Christianity is an almost 2000 year old faith, and for most of those 2000 years there have been Christians in Iraq. In the 1990’s they numbered over 2 million. By last year this number had shrunk to around two hundred thousand (200,000), i.e. a reduction of 90% in twenty years.
The minister of St George’s, the only Anglican church in Iraq, Canon Andrew White, warned recently that the end for Christians in the country appears to be “very near”. This situation has been brought about as a result of persecution of Christians by a range of militant Islamist groups including Al Qaeda, and more recently the extreme militant group of ISIS (Islamic State of Iraq and Syria).
The city of Mosul is in the province of Ninevah, the ruins of the old capital city to which God sent Jonah lie nearby, and has been the home of Christians for 2000 years but ISIS recently issued a stark ultimatum to them leave or convert to Islam”. One of the Christian residents who didn’t obey the ultimatum is Yacub (Jacob) because he felt he was too old to leave at 70. However when the ISIS militants arrived at his house while they spared the old man they threw him out. Yacub is an example of tens of thousands of Christians who have been forced to flee in terror, being evicted from their homes and being robbed of their money and possessions. Reports in the last few days indicate that there are now no Christians left in Mosul, the first time in 2000 years.

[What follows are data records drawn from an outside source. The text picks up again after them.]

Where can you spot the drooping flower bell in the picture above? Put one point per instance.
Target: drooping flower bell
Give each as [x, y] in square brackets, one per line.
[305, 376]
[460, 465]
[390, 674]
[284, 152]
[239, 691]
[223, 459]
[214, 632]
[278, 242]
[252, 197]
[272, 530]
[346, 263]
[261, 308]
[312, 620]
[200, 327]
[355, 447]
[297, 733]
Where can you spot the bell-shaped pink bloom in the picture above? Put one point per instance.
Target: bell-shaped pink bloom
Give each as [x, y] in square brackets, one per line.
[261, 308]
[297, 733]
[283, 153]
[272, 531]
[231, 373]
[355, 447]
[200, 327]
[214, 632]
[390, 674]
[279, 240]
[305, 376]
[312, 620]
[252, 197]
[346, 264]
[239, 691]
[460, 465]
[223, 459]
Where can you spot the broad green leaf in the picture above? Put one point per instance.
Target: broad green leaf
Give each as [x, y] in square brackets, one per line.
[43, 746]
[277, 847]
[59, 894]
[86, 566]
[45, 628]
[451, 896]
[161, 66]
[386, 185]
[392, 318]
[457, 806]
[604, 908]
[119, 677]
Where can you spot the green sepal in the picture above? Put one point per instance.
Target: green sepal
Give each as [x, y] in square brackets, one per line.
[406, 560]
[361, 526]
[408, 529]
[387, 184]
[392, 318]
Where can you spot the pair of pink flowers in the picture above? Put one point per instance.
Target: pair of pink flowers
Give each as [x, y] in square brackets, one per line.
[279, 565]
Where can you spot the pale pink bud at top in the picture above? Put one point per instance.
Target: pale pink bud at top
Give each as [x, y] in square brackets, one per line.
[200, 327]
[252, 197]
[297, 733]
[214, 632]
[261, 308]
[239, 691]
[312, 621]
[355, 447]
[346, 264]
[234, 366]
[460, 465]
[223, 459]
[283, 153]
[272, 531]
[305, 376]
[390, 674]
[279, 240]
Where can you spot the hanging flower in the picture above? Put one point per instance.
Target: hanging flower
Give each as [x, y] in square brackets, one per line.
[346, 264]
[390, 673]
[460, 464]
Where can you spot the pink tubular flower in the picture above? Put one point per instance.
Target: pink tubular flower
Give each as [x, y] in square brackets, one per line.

The Christians in Iraq are faced with a stark choice, “reject Jesus and your Christian faith and retain your homes and possessions in safety, or remain faithful to Jesus and lose all earthly possessions, live in terror and even face death” (Canon White estimates hundreds daily are being killed). The fact is though that the vast majority remain faithful to Christ and as a consequence pay an enormous price.
In the context of this we might ask how strong is our faith? We who live in absolute freedom and extreme comfort! How would we stand up to such persecution? It is an interesting question in Australia where the greatest threat to the continuation of the church is not persecution such as Yacub faces but the extreme luke-warmness and overwhelming apathy of many church members, a luke-warmness of Laodicean proportions that Jesus condemned in Revelation 3:14-22.
The strength of faith of Christians around the world who stand strong in Christ under extreme persecution should be both a great inspiration to, and an indictment of, us; and make us re-examine the strength, even the reality, of our commitment to Christ. One way of testing this would be to ask whether we allow even small things to get in the way of glorifying Jesus e.g. not turning up to church because its windy or wet; or to small group because we’re tired or it’s winter etc. We can also ask ourselves whether we are really using our freedom for Jesus or ourselves?
When we are tempted to fail the commitment test it’s time to think of people like Yacub and the Christians of Iraq, be rebuked by their faithfulness to Jesus in extreme persecution and to redouble our commitment by amending our lives, and increasing our endeavours for the One who gave all for us.
And yes let us pray for God to protect, help and encourage Yacub and the Christians of Iraq.